Samorządy najbardziej odczuwają negatywne skutki zażywania dopalaczy. Tymczasem brakuje przepisów, żeby mogły z nimi skutecznie walczyć. To wnioski, jakie płyną z najnowszego raportu, przygotowanego przez Instytut Wymiaru Sprawiedliwości.
Co więc robić? Należy jak najszybciej zmienić przepisy. Projekt już jest gotowy. Zyskał pozytywną opinię Biura Analiz Sejmowych. W dodatku miasto Leszno złożyło w tej sprawie do Sejmu petycję. Komisja uznała ją za zasadną i postuluje przyjęcie projektowanych przepisów.
Pomimo wielu pozytywnych zmian legislacyjnych, gdy chodzi o walkę z tzw. dopalaczami, nadal brakuje przepisów, które dawałyby jednostkom samorządu terytorialnego instrumenty do podjęcia skutecznych działań przeciwko temu zjawisku.
Dlatego w ustawie o przeciwdziałaniu narkomanii ma się pojawić nowy rozdział 6 b – poświęcony zwalczaniu środków zastępczych przez jednostki samorządu terytorialnego.
Na mocy zawartych w nim przepisów każdy, kto w ramach lub pod pozorem prowadzenia działalności gospodarczej udziela innej osobie dopalaczy, podlega grzywnie do 100 tys. zł. Ponieważ będzie to wykroczenie, to postępowanie prowadzić ma bezpośrednio odpowiedni organ jednostki samorządu terytorialnego.
Wójt, burmistrz lub prezydent miasta będą mogli wydać postanowienie o nakazaniu powstrzymania się od określonej działalności w razie uzasadnionego podejrzenia, że sprawca handluje dopalaczami (krótko mówiąc: zdecydować o zamknięciu sklepu). Zresztą każdy, kto dowie się o takim handlu, ma mieć społeczny obowiązek zawiadomić o tym prokuraturę, policję i straż gminną.
Samorządowcy mają mieć prawo do występowania w charakterze oskarżyciela publicznego w sprawach o wykroczenia. Orzekanie w ww. sprawach następuje na podstawie przepisów postępowania w sprawach o wykroczenia. Pamiętać należy, że sprawcą wykroczenia może być jedynie osoba, która ukończyła 17. rok życia. Wobec osób młodszych w grę wchodzić może jedynie odpowiedzialność na zasadach określonych w ustawie o postępowaniu w sprawach nieletnich.
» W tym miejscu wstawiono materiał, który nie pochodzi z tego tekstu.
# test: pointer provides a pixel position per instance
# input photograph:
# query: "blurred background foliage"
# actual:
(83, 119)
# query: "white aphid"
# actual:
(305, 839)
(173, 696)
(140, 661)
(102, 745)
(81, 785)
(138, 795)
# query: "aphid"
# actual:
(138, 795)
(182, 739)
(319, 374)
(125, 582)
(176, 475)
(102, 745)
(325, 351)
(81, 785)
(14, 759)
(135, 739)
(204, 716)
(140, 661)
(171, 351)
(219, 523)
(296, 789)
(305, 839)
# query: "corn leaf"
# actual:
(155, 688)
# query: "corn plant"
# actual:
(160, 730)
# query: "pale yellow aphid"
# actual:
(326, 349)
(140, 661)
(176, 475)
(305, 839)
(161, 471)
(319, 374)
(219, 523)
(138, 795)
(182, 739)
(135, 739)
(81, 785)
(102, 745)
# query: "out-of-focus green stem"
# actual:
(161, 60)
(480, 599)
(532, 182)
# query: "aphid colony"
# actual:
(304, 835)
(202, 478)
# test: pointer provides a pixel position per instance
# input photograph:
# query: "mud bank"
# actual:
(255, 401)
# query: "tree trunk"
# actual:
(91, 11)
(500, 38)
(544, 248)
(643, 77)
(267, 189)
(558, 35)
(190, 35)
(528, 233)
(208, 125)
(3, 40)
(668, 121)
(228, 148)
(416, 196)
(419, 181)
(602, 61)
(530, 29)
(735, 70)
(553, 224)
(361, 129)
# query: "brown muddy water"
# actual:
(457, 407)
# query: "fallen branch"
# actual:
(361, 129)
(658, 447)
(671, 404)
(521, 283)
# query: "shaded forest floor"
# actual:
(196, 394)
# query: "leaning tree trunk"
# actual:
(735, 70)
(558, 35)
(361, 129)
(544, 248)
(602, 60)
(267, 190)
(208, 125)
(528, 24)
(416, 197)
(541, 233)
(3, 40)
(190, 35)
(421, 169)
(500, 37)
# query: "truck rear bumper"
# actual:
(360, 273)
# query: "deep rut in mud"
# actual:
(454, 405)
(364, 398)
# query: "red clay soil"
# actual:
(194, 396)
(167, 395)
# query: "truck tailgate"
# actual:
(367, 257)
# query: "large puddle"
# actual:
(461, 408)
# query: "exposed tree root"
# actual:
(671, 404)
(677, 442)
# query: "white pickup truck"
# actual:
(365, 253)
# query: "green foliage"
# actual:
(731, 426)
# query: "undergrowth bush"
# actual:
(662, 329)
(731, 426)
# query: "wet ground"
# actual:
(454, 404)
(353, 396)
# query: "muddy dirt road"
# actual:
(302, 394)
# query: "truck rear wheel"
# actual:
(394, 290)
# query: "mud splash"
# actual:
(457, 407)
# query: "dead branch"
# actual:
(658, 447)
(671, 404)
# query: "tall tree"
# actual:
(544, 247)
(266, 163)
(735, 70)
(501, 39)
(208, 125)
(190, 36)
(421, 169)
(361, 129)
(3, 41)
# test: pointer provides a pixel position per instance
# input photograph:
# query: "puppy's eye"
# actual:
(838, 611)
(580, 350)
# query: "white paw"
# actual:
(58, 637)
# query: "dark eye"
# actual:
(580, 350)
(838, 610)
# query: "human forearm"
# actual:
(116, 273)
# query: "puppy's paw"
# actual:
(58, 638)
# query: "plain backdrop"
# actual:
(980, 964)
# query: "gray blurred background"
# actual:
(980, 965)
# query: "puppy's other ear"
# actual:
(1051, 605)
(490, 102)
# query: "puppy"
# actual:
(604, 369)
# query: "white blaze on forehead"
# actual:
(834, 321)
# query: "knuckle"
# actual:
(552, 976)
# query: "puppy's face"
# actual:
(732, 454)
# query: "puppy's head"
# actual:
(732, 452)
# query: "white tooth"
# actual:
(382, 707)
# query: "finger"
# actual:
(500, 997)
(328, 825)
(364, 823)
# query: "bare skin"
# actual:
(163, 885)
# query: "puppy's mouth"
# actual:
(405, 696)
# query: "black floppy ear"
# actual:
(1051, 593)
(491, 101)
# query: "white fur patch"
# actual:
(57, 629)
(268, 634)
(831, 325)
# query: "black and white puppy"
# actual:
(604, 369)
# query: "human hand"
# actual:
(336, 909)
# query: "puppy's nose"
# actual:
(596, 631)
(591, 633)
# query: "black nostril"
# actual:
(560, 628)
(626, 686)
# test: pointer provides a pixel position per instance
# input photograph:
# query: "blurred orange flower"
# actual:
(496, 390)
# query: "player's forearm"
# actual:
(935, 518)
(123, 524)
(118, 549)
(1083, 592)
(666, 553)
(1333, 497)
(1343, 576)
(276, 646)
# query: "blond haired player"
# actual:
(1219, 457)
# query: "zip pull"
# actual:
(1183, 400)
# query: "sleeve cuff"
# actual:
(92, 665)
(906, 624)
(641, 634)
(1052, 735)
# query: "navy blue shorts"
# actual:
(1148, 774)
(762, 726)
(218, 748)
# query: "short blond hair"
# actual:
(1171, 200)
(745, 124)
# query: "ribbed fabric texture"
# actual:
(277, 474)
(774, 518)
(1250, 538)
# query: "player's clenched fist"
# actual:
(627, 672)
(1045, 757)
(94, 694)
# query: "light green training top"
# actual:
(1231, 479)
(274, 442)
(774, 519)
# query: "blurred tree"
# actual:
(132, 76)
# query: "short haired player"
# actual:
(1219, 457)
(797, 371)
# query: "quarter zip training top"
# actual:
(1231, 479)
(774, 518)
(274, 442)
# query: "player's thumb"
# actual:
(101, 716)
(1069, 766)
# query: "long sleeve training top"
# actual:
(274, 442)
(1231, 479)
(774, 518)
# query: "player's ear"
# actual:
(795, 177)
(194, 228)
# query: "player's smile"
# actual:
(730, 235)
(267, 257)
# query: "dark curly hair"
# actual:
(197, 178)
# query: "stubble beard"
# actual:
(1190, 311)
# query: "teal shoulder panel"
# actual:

Czy to wystarczy? Eksperci, choć nie mają pewności, mówią, że od czegoś trzeba zacząć. Walka z dopalaczami przypomina walkę z wiatrakami. Wiele samorządów już w początkowej fazie funkcjonowania w Polsce tzw. dopalaczy zdecydowało się na podjęcie działań mających utrudnić walkę ze sprzedażą tych środków. Przykłady? W Warszawie oraz dzielnicach stolicy, a także w Nowym Targu, zakazano wynajmowania komunalnych lokali użytkowych oraz miejskich targowisk podmiotom, co do których istniało podejrzenie, że mogą prowadzić w tych miejscach handel takimi substancjami. Pierwsze próby walki z tzw. dopalaczami na poziomie parlamentu polegały na delegalizowaniu – przy zastosowaniu ustawy o przeciwdziałaniu narkomanii – niektórych składników dopalaczy.
Rozwiązania te były jednak nieskuteczne, gdyż poszczególne zakazane składniki bardzo szybko zastępowano legalnymi (nowymi) substancjami.